I know that some people can predict the weather by washing their car. My dad claims that particular gift. If he washes the car, then it’s going to rain within the next twenty-four hours—regardless of the fact that the weatherman just predicted seven days of sun. He has also claimed that if he has his truck detailed that it will hail immediately after but I think this is just hearsay. For years he owned a business where hailstorms brought profit storms, but I don’t recall us having very many banner years. Either that or Dad doesn’t get his truck detailed very often. My gift is somewhat different. Washing my car predicts all sorts of crazy behaviors. This morning, after having washed my car, I watched from my office window as a man fanned across the courtyard with a leaf blower, except that it’s the middle of winter and leaves are long gone. So why the leaf-blower? Apparently so he could blow the dirt off of the courtyard and straight down the sidewalk into my car!!! When I walked outside to give him a piece of my mind, we had a bit of a communication problem since I couldn’t speak his language and he apparently couldn’t speak mine. But I’m pretty sure he said something like, “I not sorry and I gonna laugh with my buddies about you at poker night tonight.”

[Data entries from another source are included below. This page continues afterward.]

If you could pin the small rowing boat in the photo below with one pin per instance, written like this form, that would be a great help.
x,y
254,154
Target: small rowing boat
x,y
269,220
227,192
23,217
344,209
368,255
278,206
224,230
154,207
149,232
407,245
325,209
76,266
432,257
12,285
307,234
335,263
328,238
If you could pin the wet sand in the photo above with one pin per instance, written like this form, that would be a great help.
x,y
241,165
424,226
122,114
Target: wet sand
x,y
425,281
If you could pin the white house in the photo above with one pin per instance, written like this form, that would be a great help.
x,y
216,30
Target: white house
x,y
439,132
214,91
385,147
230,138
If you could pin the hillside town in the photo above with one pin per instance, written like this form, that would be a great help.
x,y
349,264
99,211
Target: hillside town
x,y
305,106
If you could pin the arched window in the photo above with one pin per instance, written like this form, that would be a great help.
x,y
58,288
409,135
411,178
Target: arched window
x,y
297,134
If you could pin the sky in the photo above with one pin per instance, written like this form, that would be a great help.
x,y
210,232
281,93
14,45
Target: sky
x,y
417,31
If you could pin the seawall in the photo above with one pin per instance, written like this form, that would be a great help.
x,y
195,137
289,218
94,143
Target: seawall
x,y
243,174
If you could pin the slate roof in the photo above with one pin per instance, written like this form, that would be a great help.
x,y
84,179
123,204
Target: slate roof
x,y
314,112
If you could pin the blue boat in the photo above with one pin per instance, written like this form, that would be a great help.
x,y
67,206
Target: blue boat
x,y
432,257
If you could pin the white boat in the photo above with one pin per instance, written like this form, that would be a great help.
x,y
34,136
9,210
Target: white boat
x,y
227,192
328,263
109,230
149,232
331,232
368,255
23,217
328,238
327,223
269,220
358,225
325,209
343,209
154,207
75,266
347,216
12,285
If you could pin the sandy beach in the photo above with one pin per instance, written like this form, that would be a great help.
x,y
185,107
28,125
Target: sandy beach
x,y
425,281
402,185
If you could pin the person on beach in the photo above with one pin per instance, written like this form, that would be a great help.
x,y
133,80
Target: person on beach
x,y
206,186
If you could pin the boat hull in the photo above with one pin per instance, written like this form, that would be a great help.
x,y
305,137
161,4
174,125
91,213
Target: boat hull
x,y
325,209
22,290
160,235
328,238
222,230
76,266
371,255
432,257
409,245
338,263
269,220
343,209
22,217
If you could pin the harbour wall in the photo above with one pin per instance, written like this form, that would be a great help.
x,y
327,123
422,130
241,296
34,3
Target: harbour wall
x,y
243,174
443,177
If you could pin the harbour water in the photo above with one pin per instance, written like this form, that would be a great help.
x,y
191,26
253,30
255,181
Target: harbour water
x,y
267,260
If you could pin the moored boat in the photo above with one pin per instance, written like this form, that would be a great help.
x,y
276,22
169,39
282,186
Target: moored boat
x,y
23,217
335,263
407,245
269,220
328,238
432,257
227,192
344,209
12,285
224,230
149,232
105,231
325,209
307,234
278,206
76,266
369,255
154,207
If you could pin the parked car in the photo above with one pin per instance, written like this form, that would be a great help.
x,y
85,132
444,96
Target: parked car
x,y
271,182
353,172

I’ve also washed my car and immediately encountered a street sweeper spitting muddy water at me. I know, I know, I’m the only person in the city that’s actually seen a street sweeper and I can tell you that they are real—they aren’t myth. I, however, haven’t ever seen a street sweeper on the road leading up to the school where a gravel grenade is launched at my windshield every single morning by some newly-minted teenage driver spinning the tires of his mother’s ten-year-old Camry.
My friend washed her car this weekend and came out to find all her children and her nieces and nephews hanging from the van like a pack of wild monkeys. Fingerprints clouded every window and both of the side view mirrors. I can’t confirm the existence of blow-marks where the children made fishy faces against the window but I’ll bet they were there. My daughter always jumps on the running board of my truck and kisses the window as I frantically shake my head and turn purple before she flits away.
I’ve come to the conclusion that parents just aren’t supposed to own cool shiny cars. Our kids keep us too humble to handle a cool ride. Just the other day a woman at Walmart stopped me in front of my fingerprint covered SUV and said, “We’re you aware that ‘My Mom Sucks’ is scratched into the dust on your back window?” And to think, I always thought I was the cool mom.